Group photo of attorneys from law firm Blish & Cavanagh, LLP

Could a mutual non-disclosure agreement (NDA) benefit you?

On Behalf of | Aug 30, 2022 | Employment Law

You’d really like to expand your operations or explore a collaborative project with another company, but you’re concerned about the potential misuse of your proprietary information.

This is where a mutual non-disclosure agreement can benefit you – and your potential collaborator. NDAs can help establish a basis for trust that facilitates open and honest communication between both parties.

What makes non-disclosure agreements effective?

When it comes to non-disclosure agreements, the maxim “an ounce of prevention is worth a pound of cure” always holds true. You want your agreements to be carefully drafted if you expect them to hold up in court if there’s a dispute down the line.

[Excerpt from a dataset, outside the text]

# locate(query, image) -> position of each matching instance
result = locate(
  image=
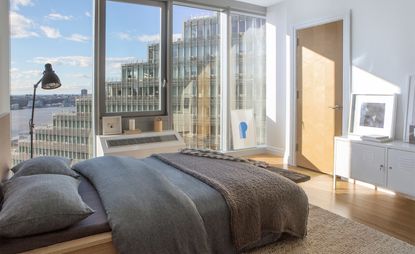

All mutual confidentiality agreements need to pay specific attention to the following:

  1. The parties involved: You want to make sure that you clearly define all parties to the agreement in a way that makes it perfectly clear that no additional parties can be “looped in” without an additional agreement.
  2. A definition of what is considered confidential: Never assume that this is understood. You may also want to carve out exclusions for information that the other party already possessed or anything that’s already public knowledge.
  3. The purpose of the disclosure: You want to clearly and narrowly define how the party on the receiving end of the proprietary information can use what they learn. That keeps either side from acting on the information to their exclusive interest.
  4. Safeguards and returns: You want to specify each party’s obligation to exercise reasonable (or even extraordinary) care to keep the exclusive information from being disclosed to third parties. You also want a clause that requires the other party to return documents, data and other proprietary information upon demand.
  5. Time limits: In today’s fast-moving business world, a confidentiality agreement can be limited in time to a year or two – or they can be virtually unlimited. The expiration date on your NDA has to make sense for the situation.


Non-disclosure agreements have gotten a bit of a bad rap over the last few years, but they’re really quite useful, especially if you’re looking for a sense of security before you let another company know about your most precious assets, ideas or plans. A well-written NDA can help your business thrive.